Por cierto que en árabe, la voz «color» (l-w-n) constituye una raíz trilítera asociada no solo al cromatismo, sino a lo multicolor, a lo diamantino, opalino, iridiscente, oscilante y mutable. Recuerdo una vez más al lector que los colores y las formas geométricas que vimos oscilando alborozadamente en la fuente simbólica del majlis de Abderramán no desfilaban realmente de manera sucesiva —la unión mística es un evento visionario sin tiempo— sino que giraban a manera de caleidoscopio embriagado de formas infinitas, remedando un tiempo detenido y un espacio anegado en Unidad. El alma en éxtasis no se epifaniza nunca en un único color, sino que oscila danzando perpetuamente en todos ellos. El éxtasis transformante tiene más de arabesco que de senda. Cuando nos abraza Dios ya no hay peregrinaje: hay instante.
Estamos ante una danza cósmica revestida de simbólicos colores sagrados, de revelaciones divinas innombrables, siempre renovadas y siempre abrazadas en Unicidad. La fuente irisada de Medina al-Zahra’ forma un Todo indisoluble con la dúctil belleza sin par de las paredes y de la cúpula, que gira sobre sí misma con precisión caleidoscópica siempre renovada. En esta hora bendita de la unión extática Dios le susurra al alma Sus revelaciones incesantes, y Sus secretos infinitos constituyen un inimaginable holograma espiritual, que entreteje de manera simultánea significados abismalmente profundos. No otra cosa era la «baraúnda» inherente a la vivencia atorbellinada de Dios, a la que apuntaba santa Teresa con su estilo candoroso y espontáneo. Entiendo bien lo que quiso decir.

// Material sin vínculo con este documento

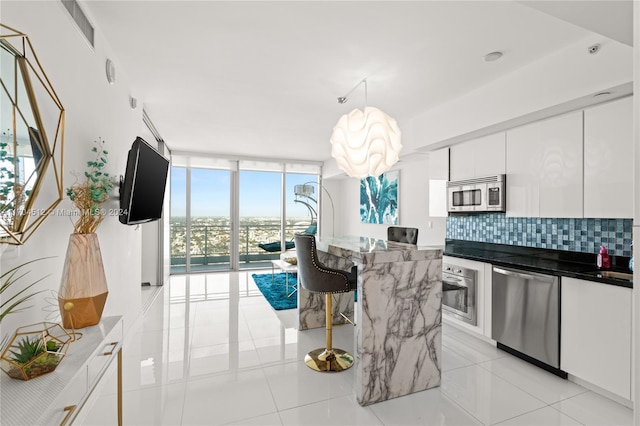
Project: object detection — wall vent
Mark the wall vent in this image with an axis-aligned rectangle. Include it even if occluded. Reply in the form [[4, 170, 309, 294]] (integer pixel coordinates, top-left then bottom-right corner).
[[60, 0, 95, 47]]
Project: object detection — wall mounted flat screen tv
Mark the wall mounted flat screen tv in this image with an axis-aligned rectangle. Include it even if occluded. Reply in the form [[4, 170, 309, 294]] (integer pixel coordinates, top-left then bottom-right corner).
[[120, 136, 169, 225]]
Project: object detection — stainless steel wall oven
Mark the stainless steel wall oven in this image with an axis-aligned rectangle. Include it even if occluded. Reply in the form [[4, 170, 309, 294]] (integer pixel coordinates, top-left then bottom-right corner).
[[442, 263, 477, 325]]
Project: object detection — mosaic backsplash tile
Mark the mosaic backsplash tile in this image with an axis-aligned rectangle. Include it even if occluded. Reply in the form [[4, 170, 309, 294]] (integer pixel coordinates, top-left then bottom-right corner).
[[447, 213, 633, 256]]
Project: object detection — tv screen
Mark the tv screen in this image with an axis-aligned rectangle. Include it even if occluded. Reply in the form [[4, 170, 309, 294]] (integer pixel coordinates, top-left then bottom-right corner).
[[120, 136, 169, 225]]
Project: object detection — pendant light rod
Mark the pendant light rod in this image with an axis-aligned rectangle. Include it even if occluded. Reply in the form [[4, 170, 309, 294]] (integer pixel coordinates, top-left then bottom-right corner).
[[338, 77, 368, 107]]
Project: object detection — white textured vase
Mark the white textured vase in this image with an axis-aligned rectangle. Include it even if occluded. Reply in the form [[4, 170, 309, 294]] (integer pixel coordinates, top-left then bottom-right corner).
[[58, 234, 109, 329]]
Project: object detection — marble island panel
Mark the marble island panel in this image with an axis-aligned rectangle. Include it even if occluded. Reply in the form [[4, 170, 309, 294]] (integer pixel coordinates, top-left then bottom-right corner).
[[318, 237, 443, 405]]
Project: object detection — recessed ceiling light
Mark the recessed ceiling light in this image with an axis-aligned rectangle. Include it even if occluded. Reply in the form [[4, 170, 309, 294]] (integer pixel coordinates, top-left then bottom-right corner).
[[484, 52, 502, 62]]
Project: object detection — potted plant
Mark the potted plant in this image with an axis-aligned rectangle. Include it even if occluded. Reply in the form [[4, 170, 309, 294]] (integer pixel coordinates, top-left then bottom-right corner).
[[58, 140, 115, 329], [67, 139, 114, 234], [0, 322, 73, 380], [0, 258, 49, 322]]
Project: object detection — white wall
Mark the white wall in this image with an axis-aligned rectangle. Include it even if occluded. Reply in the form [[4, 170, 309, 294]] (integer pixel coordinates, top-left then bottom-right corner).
[[0, 0, 142, 335], [401, 35, 633, 151], [330, 35, 633, 250], [323, 156, 446, 245]]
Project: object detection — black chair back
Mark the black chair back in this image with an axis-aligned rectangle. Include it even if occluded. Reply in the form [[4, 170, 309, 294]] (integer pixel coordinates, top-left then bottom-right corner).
[[294, 234, 353, 293], [387, 226, 418, 244]]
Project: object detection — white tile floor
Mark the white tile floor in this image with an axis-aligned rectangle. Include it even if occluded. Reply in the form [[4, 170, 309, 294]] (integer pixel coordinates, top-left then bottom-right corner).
[[83, 272, 632, 426]]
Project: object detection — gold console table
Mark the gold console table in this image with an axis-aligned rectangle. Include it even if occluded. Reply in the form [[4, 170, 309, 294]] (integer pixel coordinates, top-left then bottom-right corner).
[[0, 316, 123, 425]]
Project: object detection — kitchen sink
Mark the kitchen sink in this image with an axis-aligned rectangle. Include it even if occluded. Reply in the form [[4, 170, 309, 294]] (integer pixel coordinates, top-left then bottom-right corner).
[[587, 271, 633, 281]]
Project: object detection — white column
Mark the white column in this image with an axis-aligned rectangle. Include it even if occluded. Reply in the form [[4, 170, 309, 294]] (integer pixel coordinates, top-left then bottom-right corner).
[[631, 1, 640, 425]]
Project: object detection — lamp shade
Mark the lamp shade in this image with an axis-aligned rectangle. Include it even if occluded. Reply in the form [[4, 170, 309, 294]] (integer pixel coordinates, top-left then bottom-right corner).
[[331, 107, 402, 178]]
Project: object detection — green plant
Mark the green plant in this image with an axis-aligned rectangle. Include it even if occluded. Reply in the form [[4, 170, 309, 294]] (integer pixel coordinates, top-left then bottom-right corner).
[[67, 139, 115, 234], [47, 340, 60, 352], [0, 257, 49, 322], [9, 336, 45, 365]]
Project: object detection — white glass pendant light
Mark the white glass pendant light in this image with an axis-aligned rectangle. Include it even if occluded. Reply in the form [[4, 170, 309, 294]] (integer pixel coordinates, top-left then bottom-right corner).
[[331, 79, 402, 178]]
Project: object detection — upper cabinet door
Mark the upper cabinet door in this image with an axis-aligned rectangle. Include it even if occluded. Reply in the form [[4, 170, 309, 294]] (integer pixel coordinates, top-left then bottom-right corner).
[[584, 97, 633, 218], [449, 140, 476, 180], [429, 148, 449, 217], [539, 111, 583, 218], [450, 132, 505, 180], [475, 132, 507, 177], [507, 111, 583, 217], [506, 123, 541, 217]]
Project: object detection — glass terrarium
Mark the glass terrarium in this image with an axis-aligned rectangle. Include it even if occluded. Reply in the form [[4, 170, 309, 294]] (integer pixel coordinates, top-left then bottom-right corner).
[[0, 322, 73, 380]]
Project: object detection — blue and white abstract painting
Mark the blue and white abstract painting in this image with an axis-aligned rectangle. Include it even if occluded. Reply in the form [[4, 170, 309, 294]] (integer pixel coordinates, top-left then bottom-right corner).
[[360, 171, 400, 225]]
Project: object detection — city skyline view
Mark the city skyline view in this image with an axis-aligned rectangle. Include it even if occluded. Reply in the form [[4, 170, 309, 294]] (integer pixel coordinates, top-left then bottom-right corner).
[[170, 167, 318, 273], [171, 167, 318, 217]]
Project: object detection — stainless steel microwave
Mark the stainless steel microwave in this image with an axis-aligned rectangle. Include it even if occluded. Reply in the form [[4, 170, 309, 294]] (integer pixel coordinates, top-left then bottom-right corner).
[[447, 175, 507, 213]]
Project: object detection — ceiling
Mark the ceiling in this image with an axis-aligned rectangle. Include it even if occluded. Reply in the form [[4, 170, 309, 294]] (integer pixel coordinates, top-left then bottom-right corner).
[[84, 0, 632, 161]]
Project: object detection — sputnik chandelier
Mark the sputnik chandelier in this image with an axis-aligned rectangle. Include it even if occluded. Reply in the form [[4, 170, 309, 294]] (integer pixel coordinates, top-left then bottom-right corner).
[[331, 78, 402, 178]]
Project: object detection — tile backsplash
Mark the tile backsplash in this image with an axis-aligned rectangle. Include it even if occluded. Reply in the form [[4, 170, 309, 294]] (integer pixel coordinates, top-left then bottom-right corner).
[[447, 213, 633, 256]]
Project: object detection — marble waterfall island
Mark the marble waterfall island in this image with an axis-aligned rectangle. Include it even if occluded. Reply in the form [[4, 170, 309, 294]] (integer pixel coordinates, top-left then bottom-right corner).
[[318, 237, 443, 405]]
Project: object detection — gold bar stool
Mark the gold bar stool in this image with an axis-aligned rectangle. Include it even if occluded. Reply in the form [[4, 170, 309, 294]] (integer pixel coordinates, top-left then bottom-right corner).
[[294, 234, 357, 372]]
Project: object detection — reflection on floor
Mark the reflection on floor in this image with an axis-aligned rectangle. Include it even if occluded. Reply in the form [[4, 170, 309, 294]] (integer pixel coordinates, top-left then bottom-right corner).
[[82, 272, 632, 425]]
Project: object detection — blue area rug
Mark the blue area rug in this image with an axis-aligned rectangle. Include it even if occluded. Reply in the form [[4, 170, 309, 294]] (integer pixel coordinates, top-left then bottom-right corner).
[[251, 272, 298, 311], [251, 272, 358, 311]]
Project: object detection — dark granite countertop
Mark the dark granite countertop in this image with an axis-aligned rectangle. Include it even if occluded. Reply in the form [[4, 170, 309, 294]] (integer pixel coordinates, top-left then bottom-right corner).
[[444, 240, 633, 288]]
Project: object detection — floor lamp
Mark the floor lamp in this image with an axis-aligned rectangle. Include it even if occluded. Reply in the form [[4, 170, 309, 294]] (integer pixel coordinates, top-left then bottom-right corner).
[[293, 181, 336, 237]]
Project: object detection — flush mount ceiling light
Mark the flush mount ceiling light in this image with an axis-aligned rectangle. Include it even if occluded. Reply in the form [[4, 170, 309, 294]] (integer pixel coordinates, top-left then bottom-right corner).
[[330, 78, 402, 178], [484, 52, 502, 62]]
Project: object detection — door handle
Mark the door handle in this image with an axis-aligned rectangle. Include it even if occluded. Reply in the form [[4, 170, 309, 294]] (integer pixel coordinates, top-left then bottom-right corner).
[[493, 267, 535, 280]]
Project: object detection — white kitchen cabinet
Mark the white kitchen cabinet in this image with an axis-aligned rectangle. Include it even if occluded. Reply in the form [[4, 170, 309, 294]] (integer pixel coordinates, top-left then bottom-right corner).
[[584, 97, 633, 218], [429, 148, 449, 217], [450, 132, 506, 180], [560, 277, 632, 400], [506, 111, 583, 218]]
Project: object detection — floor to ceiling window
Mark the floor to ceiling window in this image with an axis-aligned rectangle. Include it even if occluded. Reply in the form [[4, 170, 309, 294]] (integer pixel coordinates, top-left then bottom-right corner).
[[171, 154, 320, 274], [238, 166, 282, 269], [189, 168, 231, 272]]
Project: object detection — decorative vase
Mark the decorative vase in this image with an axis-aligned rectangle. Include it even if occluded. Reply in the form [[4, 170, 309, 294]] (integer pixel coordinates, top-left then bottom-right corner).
[[58, 234, 109, 329]]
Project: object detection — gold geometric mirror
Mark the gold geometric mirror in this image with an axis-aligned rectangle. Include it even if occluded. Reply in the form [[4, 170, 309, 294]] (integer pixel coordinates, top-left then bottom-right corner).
[[0, 23, 64, 244]]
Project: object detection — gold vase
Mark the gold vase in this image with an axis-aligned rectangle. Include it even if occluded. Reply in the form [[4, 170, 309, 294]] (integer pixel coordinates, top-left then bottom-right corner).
[[58, 234, 109, 329]]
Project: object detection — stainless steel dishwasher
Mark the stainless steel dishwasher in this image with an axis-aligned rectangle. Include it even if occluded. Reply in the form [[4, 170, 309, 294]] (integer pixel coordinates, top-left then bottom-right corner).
[[491, 266, 566, 377]]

Y lo digo porque en mi propio caso me fue dado comprender no solo las infinitas noticias de Dios vertidas sobre mi alma iluminada y devenida infinita; sino también, ya lo adelanté, entendí la intrincada red de hilos de plata —por fuerza sigo hablando en metáforas— que me unía a todos los seres, muy en especial a aquellos frente a los que me ocurrió la experiencia transformante. Sumidos en el seno de Dios es que podemos asumir al fin que la creación entera tiene sentido y está sostenida en Su Amor. Es como si el alma viera por vez primera, con una mirada súbitamente devenida divinal, la intrincada urdimbre que sostiene todo el entramado de las cosas, acontecimientos y seres. Y entendiera, en un golpe de vista trepidante, que nos sostiene un abrazo de Amor que toca de un fin hasta otro fin.
Allí también atestigüé de manera inmediata, como he ido sugiriendo, los atributos infinitos de Dios: Su inmanencia, misericordia, luz, armonía suprema, belleza, júbilo… Sobre todo Su Amor, siempre Su Amor. No hay manera de referirme a esta vivencia inimaginable: decía con razón Maimónides en su Guía de los extraviados que el que se atreve a afirmar los atributos de Dios inconscientemente pierde su fe en él. Estas aleccionadoras epifanías divinas, continuamente renovadas, confluyen y coexisten a salvo del espacio-tiempo, y nos dejan saber que todo en el universo está interpenetrado por el amor último de Dios.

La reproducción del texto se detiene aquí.